The Paarl Boys’ High 150th Anniversary World Schools festival has turned out to be the damp squib many of us expected it would be. Composite teams assembled a few days ahead of the time were never going to provide much a challenge for our top school teams who have, as their greatest asset, great coaching and meticulous preparation.
There were a few wins for the overseas school teams, but in all, it’s clear that the local schools are generally cleaning up.
It’s a new concept, formulated by Heyneke Meyer, and it seems to have gotten a lot of people quite excited. Not me though, I really battle to care much about the result of Outeniqua vs the Italian All Stars, or Paarl Gim vs the USA Rhinos.
For me, it’s been just another lurch down the slippery slope that leads down to the hole that school rugby in this country is digging for itself.
Paarl Boys' High has been our top rugby school in recent years, I guess they want to call themselves the best in the world too, but this assembly of international opposition won’t prove that.
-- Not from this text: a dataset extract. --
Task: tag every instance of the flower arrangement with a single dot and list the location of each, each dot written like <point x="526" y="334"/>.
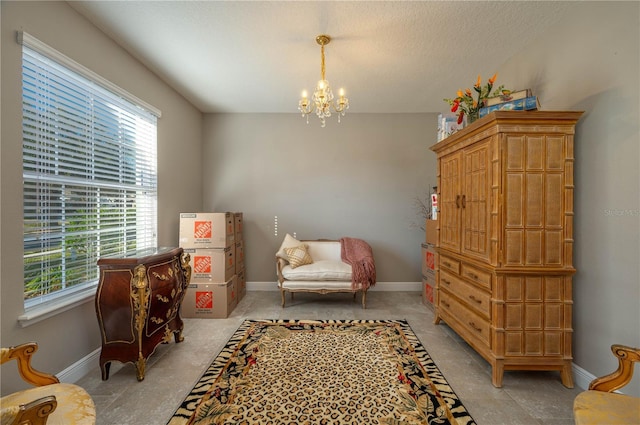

And it’s symptomatic of a deeper problem. It’s an extreme example of the adulitification of youth sport. I can’t believe that the educators in charge of the schools that agreed to the concept didn’t stop to wonder in which ways running a rugby “world cup” at school level would be a valid educational experience for the boys they are responsible for.
Surely the principle behind including sport in the educational curriculum is that lessons have a better chance of being learnt when those who are being taught are having fun. Having fun is playing with and against your friends. It’s fun to go on tour with your mates, staying together and playing traditional rivals. It’s certainly fun meeting people you played against many years later and talking about the games you played in the old days.
Some adults thought it would be fun to bring the top world school teams here and putting the top South African schools up against them. My colleagues in the social media seem to be enjoying it.
It hasn’t been much fun for me, and I wonder whether the boys who were prevented from strutting their stuff in front of the big crowds at the traditional Easter festivals like their predecessors have done, playing against opponents they will see again at the Craven Week, and next year, enjoyed it very much.